Crack SQL Interviews

The ultimate guide to SQL interviews for data science jobs.

Hello there! Welcome to my blog series: Data Engineer Things! In this series, I write about what I’ve learned in my data engineering journey and random thoughts on data and engineering. As always, opinions are my own.

SQL is one of the most essential programming languages for data analysis and data processing, and so SQL questions are always part of the interview process for data science-related jobs, such as data analysts, data scientists, and data engineers. SQL interviews are meant to evaluate candidates’ technical and problem-solving skills. Therefore, it is critical to not only write correct queries based on sample data but also consider various scenarios and edge cases as if working with real-world datasets.

I’ve helped design and conduct SQL interview questions for data science candidates, and have undergone many SQL interviews for jobs in giant technology companies and startups myself. In this blog post, I will explain the common patterns seen in SQL interview questions and provide tips on how to neatly handle them in SQL queries.

Ask Questions

To nail an SQL interview, the most important thing is to make sure that you have all the details of the given task and data sample by asking as many questions as you need. Understanding the requirements will save you time from iterating on problems later and enable you to handle edge cases well.

I noticed many candidates tend to jump right into the solution without having a good understanding of the SQL questions or the dataset. Later on, they had to repeatedly modify their queries after I pointed out problems in their solution. In the end, they wasted a lot of interview time in iteration and may not have even arrived at the right solution.

I recommend treating SQL interviews as if you are working with a business partner at work. You would want to gather all the requirements on the data request before you provide a solution.

Example

Find the top 3 employees who have the highest salary.

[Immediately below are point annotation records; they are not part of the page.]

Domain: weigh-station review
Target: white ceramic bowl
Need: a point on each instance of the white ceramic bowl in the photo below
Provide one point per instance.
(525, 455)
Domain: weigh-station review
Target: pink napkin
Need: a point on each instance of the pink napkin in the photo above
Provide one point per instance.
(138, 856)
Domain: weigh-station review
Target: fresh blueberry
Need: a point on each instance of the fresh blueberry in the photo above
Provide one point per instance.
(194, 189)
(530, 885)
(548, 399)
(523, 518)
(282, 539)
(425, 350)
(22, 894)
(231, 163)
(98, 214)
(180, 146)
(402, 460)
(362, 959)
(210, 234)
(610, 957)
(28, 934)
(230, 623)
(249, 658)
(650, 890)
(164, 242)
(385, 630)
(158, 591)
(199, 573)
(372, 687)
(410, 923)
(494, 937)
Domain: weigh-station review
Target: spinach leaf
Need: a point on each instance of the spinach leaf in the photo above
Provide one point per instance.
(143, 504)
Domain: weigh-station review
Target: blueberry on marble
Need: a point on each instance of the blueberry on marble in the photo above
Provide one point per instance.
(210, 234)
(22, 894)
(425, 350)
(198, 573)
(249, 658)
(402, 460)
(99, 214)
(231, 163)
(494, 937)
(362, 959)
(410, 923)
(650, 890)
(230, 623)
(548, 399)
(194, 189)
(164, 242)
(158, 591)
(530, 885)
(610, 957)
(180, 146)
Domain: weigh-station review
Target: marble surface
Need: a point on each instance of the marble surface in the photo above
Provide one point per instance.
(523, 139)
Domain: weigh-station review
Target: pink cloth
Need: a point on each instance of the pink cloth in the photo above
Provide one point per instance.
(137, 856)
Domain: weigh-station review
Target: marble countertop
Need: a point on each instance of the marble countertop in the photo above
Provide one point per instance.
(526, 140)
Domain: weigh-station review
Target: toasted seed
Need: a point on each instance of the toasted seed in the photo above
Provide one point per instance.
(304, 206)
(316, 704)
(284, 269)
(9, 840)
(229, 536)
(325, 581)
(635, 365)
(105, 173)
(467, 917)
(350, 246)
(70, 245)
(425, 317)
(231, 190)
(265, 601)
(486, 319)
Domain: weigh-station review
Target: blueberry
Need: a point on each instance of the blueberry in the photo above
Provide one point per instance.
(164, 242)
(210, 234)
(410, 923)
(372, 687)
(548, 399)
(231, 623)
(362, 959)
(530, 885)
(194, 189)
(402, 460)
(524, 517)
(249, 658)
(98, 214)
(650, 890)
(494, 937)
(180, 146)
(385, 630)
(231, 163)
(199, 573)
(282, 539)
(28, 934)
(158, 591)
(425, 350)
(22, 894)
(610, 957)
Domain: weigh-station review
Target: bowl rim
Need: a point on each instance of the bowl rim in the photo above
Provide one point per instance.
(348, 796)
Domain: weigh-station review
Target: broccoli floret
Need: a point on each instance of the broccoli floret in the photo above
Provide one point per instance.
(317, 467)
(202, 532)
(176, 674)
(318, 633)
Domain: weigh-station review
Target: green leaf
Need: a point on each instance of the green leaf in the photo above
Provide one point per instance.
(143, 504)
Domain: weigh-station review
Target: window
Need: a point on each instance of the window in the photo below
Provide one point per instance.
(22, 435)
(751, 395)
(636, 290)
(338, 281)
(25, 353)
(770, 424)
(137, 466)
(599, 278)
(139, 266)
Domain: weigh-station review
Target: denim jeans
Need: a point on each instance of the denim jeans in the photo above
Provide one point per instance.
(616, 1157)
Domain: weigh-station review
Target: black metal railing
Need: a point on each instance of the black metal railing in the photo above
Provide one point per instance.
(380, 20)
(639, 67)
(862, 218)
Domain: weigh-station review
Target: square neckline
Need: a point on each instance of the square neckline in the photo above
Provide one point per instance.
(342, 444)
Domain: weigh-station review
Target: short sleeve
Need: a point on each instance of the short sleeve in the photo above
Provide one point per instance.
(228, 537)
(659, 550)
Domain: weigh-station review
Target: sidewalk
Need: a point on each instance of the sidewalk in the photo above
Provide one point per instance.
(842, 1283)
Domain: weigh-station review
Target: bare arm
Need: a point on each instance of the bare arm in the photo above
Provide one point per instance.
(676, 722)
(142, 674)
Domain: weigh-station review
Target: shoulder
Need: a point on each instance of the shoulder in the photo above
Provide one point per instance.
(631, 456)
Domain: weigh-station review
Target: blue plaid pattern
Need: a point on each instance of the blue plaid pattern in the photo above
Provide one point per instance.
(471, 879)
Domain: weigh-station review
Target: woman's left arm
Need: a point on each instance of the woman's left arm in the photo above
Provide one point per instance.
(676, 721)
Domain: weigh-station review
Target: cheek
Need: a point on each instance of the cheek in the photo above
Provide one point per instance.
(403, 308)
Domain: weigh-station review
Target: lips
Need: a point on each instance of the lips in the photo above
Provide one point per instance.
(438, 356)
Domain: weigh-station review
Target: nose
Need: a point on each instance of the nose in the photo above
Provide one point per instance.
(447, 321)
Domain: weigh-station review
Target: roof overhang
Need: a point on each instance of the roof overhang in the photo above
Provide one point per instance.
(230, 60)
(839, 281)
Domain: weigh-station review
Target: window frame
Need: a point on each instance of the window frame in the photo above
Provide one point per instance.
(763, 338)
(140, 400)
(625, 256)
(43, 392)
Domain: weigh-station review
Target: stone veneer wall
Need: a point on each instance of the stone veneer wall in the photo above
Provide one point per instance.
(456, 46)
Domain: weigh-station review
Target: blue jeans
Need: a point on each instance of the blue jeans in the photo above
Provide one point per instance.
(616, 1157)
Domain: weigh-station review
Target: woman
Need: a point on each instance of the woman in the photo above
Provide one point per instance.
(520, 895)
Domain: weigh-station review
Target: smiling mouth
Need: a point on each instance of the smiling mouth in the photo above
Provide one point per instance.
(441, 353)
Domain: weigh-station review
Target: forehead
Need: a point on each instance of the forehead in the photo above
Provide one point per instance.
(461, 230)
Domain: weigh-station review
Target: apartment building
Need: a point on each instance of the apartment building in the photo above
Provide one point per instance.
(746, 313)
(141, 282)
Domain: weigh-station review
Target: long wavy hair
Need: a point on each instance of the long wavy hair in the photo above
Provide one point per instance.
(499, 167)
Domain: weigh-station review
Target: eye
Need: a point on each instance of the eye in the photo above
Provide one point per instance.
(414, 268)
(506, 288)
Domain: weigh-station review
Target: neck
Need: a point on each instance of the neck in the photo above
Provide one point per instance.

You should ask the interviewer(s) to clarify the “top 3”. Should I include exactly 3 employees in my results? How do you want me to handle ties? In addition, carefully review the sample employee data. What is the data type of the salary field? Do I need to clean the data before calculate?

Which JOIN

In SQL, JOIN is frequently used to combine information from multiple tables. There are four different types of JOIN, but in most cases, we only use INNER, LEFT and FULL JOIN, because the RIGHT JOIN is not very intuitive and can be easily rewritten using LEFT JOIN. In an SQL interview, you need to choose the right JOIN to use based on the specific requirement of the given question.

Example

Find the total number of classes taken by each student. (Provide student id, name and number of classes taken.)

The sample student and class_history tables.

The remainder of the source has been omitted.